Mnemosyneby SchoolForge updated October 8, 2011
The Mnemosyne software resembles a traditional flash-card program.

Software Details

The Mnemosyne software resembles a traditional flash-card program to help you memorise question/answer pairs, but with an important twist: it uses a sophisticated algorithm to schedule the best time for a card to come up for review. Difficult cards that you tend to forget quickly will be scheduled more often, while Mnemosyne won't waste your time on things you remember well.

Reviews

2
I'm reviewing this software
4
Average: 4 (1 vote)

I'm reviewing this software as an elementary teacher looking for something that I can use in the classroom with the students. Mnemosyne is a flash-card software. Users can create their own flash-cards by typing the question and the answer. Then they grade their learning on a scale from 0-5, with 0 being not memorized and 5 being memorized. Mnemosyne analyzes your responses and grades to determine when is the best time for the cards to come up in the review process.

Pros:
-customize your flash-cards
-knows when you've mastered a card, and when you need more practice
-keeps track of statistics
-easy to install and use
-import cards from database

Cons:
-not very much interactivity – it's truly just a digital flash-card
-not sure how young students would enjoy it

Overall: I think this software would be best used with older students. With older students I think it'd be an effective study aid.

Ease of installation: 5
Ease of use: 4.5
Effectiveness: 3.5
Student engagement: 2.5
Overall: 4

digital flash cards make flash cards better
4
Average: 4 (1 vote)

Mnemosyne is a flash card tool that can be used as a study tool. I liked that students could make their own cards. The criteria asked for the word, pronunciation, definition, example, so students would have to think more complexly about what they wanted to include in their own study tool.

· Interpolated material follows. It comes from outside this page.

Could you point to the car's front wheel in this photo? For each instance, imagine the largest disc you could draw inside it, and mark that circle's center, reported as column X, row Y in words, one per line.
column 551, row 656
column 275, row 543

Then they could use their digital flash cards to practice on each other. This would be most helpful with literary terms and vocabulary. I give Mnemosyne 4 stars. I really liked that students could create and share this study tool, but it also seemed kind of boring. Maybe that's just the limit with flash cards. They are not supposed to be really interesting, they're just supposed to help you remember things. However, I really like the idea that it's still considered a “project” and allows users to contribute and be part of the evolution. I think this would work best for upper elementary and beyond.